对非肥胖型糖尿病(NOD)小鼠和BB大鼠胰岛中表达的细胞因子与自身免疫性糖尿病发展之间的相关性研究表明,β细胞破坏性胰岛炎与促炎细胞因子(IL-1、TNFα和IFNα)及1型细胞因子(IFNγ、TNFβ、IL-2和IL-12)表达增加有关,而非破坏性(良性)胰岛炎与2型细胞因子(IL-4和IL-10)及3型细胞因子(TGFβ)表达增加有关。细胞因子(IL-1、TNFα、TNFβ和IFNγ)可通过在β细胞中诱导一氧化氮和氧自由基而直接对β细胞产生细胞毒性。此外,细胞因子可通过上调β细胞上的MHC I类分子表达(IFNγ的作用)以及诱导β细胞上Fas(CD95)表达(IL-1的作用,可能还有TNFα和IFNγ的作用),使β细胞在体内对T细胞介导的细胞毒性敏感。在非糖尿病易患小鼠和NOD小鼠的β细胞中细胞因子的转基因表达提示IFNα、IFNγ、IL-2和IL-10在胰岛素依赖型糖尿病(IDDM)发展中起致病作用,而IL-4、IL-6和TNFα起保护作用。全身性给予多种细胞因子可预防NOD小鼠和/或BB大鼠发生IDDM;然而,根据给药剂量和频率以及所研究的年龄和糖尿病易患动物模型(NOD小鼠或BB大鼠),某一特定细胞因子可能延缓或加速IDDM的发展。

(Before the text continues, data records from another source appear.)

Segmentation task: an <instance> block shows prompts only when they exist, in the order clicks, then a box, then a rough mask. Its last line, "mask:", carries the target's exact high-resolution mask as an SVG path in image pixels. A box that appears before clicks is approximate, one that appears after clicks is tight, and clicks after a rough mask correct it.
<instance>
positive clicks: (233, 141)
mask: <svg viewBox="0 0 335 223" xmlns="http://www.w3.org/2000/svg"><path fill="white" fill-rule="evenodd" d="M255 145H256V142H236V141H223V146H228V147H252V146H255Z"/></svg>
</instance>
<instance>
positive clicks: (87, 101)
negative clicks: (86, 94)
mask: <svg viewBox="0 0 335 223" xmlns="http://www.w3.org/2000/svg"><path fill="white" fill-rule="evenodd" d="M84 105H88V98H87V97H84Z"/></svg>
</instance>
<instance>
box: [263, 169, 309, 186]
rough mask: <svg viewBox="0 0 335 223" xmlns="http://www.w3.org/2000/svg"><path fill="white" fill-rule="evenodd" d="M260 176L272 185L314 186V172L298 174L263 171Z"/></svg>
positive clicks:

能将IDDM过继转移给年轻NOD小鼠的胰岛反应性CD4+T细胞系和克隆具有Th1表型(产生IFNγ),但其他产生TGFβ的胰岛特异性Th1克隆可过继转移对NOD小鼠IDDM的保护作用。IL-12和IFNγ基因靶向缺失的NOD小鼠仍会发生IDDM,尽管有所延迟且发生率略低。相反,通过全身性给予中和抗体、可溶性受体和受体拮抗剂以及受体靶向细胞毒性药物,在出生后缺失IL-12和IFNγ,以及IL-1、TNFα、IL-2和IL-6,可显著降低NOD小鼠和/或BB大鼠的IDDM发生率。这些细胞因子缺失研究为促炎细胞因子(IL-1、TNFα和IL-6)及1型细胞因子(IFNγ、IL-2和IL-12)在IDDM发展中的病理作用提供了最佳证据。